I will never forget the struggle of my sister, who fought against cancer with a nobility and grace that was inspiring and humbling, both at the same time.
She had been diagnosed years ago, was on the brink of death, but fought it then. After she passed the crisis stage, and was gaining her strength, I asked her if she ever thought she was going to die. All of the doctors, after all, had thought she would …but she looked at me, straight in the eyes, and said, “no, never.”
She went years in remission before the dreaded disease returned two Thanksgivings ago. She was not happy it had returned, but she was ready for the battle, and battle she did. Several times doctors thought she had played her last card, but she rallied each time. It was as though she was saying that she might be going …but she would go on her terms, not on the terms of the doctors.
She died last year, but I cannot say she lost the battle. She fought and won, I believe, because she stopped fighting when she was ready.
Elbert Hubbard wrote that “there is no failure except in no longer trying; there is no defeat except from within, no really insurmountable barrier save our own inherent weakness of purpose.” My sister was not a failure because she never stopped trying, she never felt defeated from within, and she had an inherent purpose to live for a long time. Her focus and willingness to struggle gave her not only more days but quality days. She refused to give in. It wasn’t denial; it was determination and faith and hope that kept her going. She knew very well how sick she was, and yet, she “looked to the hills from whence came her help” (Psalm 121) and held on with the expectation that she would be able to hold on.
She was willing to struggle.
Sometimes, when it comes to race in our country, I wonder why it is we are not willing to struggle and to come face to face with our very personal disease. I have read much of the vitriol that has been spewed since President Obama won last week’s presidential election, and have been saddened. It is all so clearly race-based, but nobody will say it. Nobody wants to admit and face and deal with our issue. As opposed to my sister, who, invaded by a deadly disease, engaged in the struggle to fight it, America runs from the disease called racism and denies it exists. And so we are being consumed, even today in the 21st century, by this ever-present reality. It is like an autoimmune disease of our society, affecting our central nervous system and thereby affecting the very things we need for a full and vital life.
Why in the world do we run from it? Well, a big reason is because we, America, are not a community. We call ourselves the “united” states but we are not. We are far from it. Post-election, several states are circulating petitions to secede from the United States. There is no community. We are a conglomerate of different races and ethnicities, but we are far from having the commitment necessary to be a community. We do not respect the differences of each other; in fact, we live in ignorance about who each other is, and so, far from commitment and community, we live in ignorance and therefore, in fear of each other. M. Scott Peck, author of several books including The Road Less Traveled and The Different Drum, says that commitment is the willing to co-exist, and says it’s crucial in order for there to be true community.

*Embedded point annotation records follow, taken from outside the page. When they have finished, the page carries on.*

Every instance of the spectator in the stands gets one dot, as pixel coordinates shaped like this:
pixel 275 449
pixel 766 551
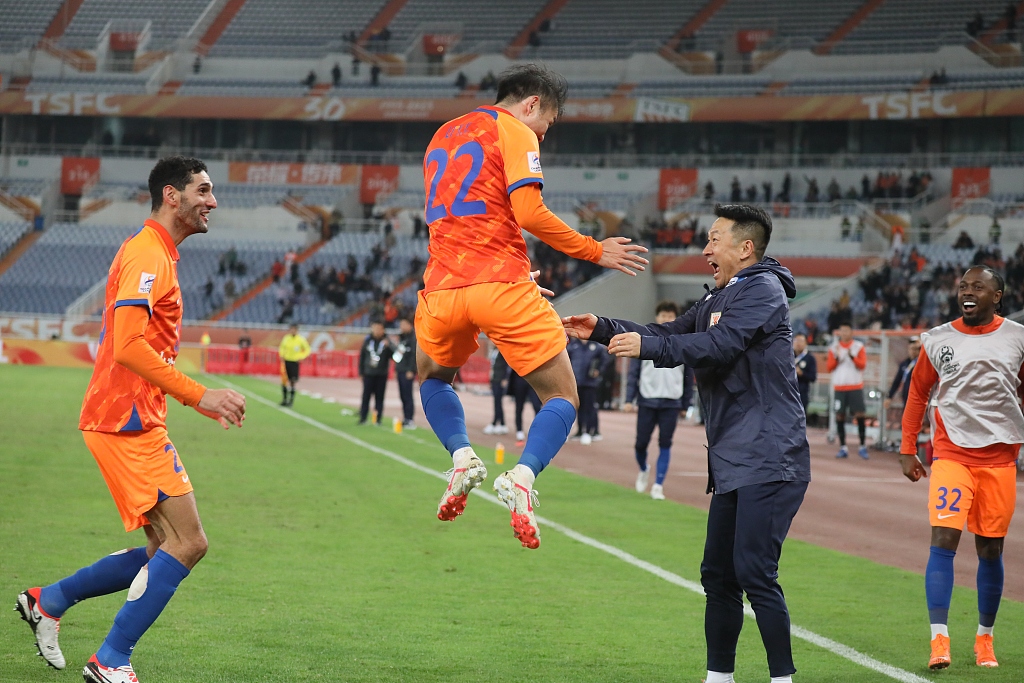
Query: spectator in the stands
pixel 964 241
pixel 976 26
pixel 785 195
pixel 812 190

We don’t have that in our country, and so, in this 21st century, racism is as ugly and as potent as it has ever been. People are referring to President Obama as the “n” word; they are calling him “monkey” and worse, and they feel all right doing it. Racism has never lost its place as an accepted way of thinking in America and since we are so unwilling to struggle, it seems highly unlikely that it will ever go completely away.
In any struggle, we have to see ourselves as we are, not as we would like to believe we are. Real struggle begins then, because with the admission that we have some faults and some issues, we have to do some real work. We don’t want to do that …and so bad, toxic emotions and feelings fester within us as individuals and within this nation as an entity.
The gift and power of struggle is that if we are courageous enough to engage in it, we come out stronger. We are no longer afraid of what used to frighten us. We are able to stand in the face of adversity because in the process of struggle, we learn our own strength. America likes to talk about being strong, but she is not. She is a nation divided, and therefore, is weakened more than we would like to believe.
We don’t want to struggle because we don’t want to hurt, but hurt is a part of the process of life, says Joan Chittister in her book, Scarred by Struggle; Transformed by Hope. It is in having the courage to struggle that we learn to feed on hope, and in that feeding, we become stronger.
I wish America would be willing to struggle. I wish she would stop being afraid and stop living in denial. It is so past time for us to be talking about the virulence and presence of racism here. To struggle with it genuinely would be painful, yet after the pain, there would be a new America. We would be able to move on to other things, which we must needs do, but we limit ourselves just because we do not want to struggle. We do not want to change. And because we do not want to struggle and change, we won’t, not anytime soon.